Klerksdorp Midweek, Klerksdorp - CANSA highlights the important role that women can play in taking ownership of their personal health during breast cancer awareness month and that getting checked regularly and early is vital.
Lorraine Govender, CANSA’s National Manager: Health Promotion says: “We encourage women to focus on their breast health by being aware of any changes or irregularities, get to know the signs and symptoms of breast cancer and go for regular breast screenings. It’s always good to practise self-care which includes making personal health a priority.”
With 1.7 million women diagnosed each year, breast cancer is the most common cancer among women worldwide. In South Africa, according to the National Cancer Registry (2017), one in 26 women are at risk of developing breast cancer. And 16% of cancer deaths are attributed to it. There is growing concern that most women present with late-stage cancers, which make for a difficult prognosis.

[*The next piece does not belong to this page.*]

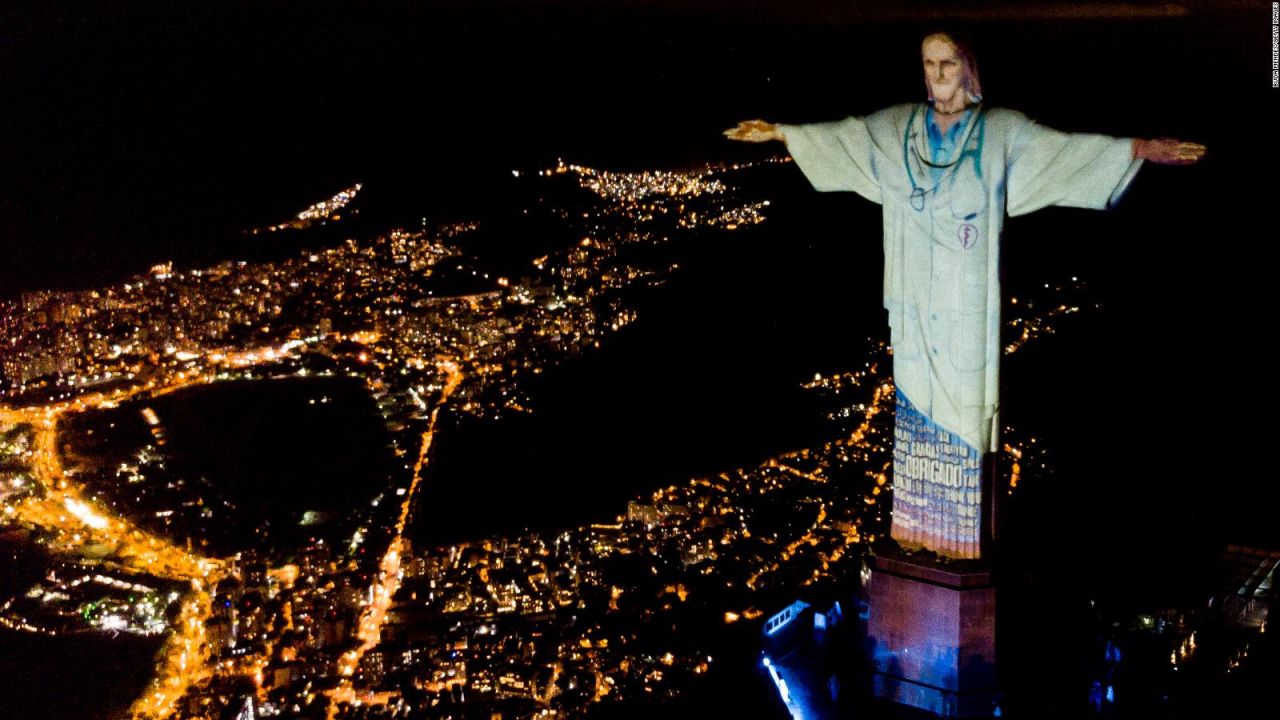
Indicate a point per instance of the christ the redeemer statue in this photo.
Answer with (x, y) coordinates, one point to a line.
(946, 173)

In her CANSA funded research study – Pathways to breast cancer diagnosis and care – Prof Jennifer Moodley, Director Cancer Research Initiative at the Faculty of Health Sciences: University of Cape Town says: “Studies have shown that time to a cancer diagnosis may be influenced by several factors including women’s knowledge and awareness of cancer symptoms, whether women see themselves as being at risk for breast cancer, barriers in the health system, knowledge and attitude of health providers, and psychological, and socio-cultural barriers to health care”.
Govender states: “If any women have breast cancer symptoms, it’s so important to present to health practitioners and get checked out sooner than later, as this can lead to an early-stage diagnosis that results in better breast cancer treatment and survival. So do those monthly breast self-examinations, annual medical check-ups and cancer screening for early detection, as symptoms don’t always present until cancer has spread.”
CANSA plays an active role in the promotion of early detection of breast cancer and offers clinical breast examinations (to detect breast lumps) at CANSA Care Centres with strict safety protocols in place to avoid the spread of COVID-19. Costs are kept to a minimum. Patients with medical aid benefits can claim from their medical aids once they have paid for the screening.
Support for cancer patients is plentiful through support groups, online support resources, tele counselling and CANSA also supplies wigs and headwear, bras, and lymphoedema garments (in partnership with The M Store) at CANSA Care Centres.
“We have our specialised online support programme called iSurvivor Metastatic Breast Cancer, which is aimed at assisting and helping mostly metastatic breast cancer patients with their experienced challenges. And we offer a variety of breast prostheses at affordable rates for those who had to undergo a mastectomy/lumpectomy and offer advice to help cope with the side effects of cancer treatment,” concludes Govender.
Anyone can get involved and help CANSA during October: Purchase a ‘Doek with a Difference’ or a pair of earrings as part of the Pink Trees for Pauline campaign, or host a virtual Cuppa For CANSA event with the CANSA SPAR Tea on October 30. Book a clinical breast screening and encourage family and friends to do the same.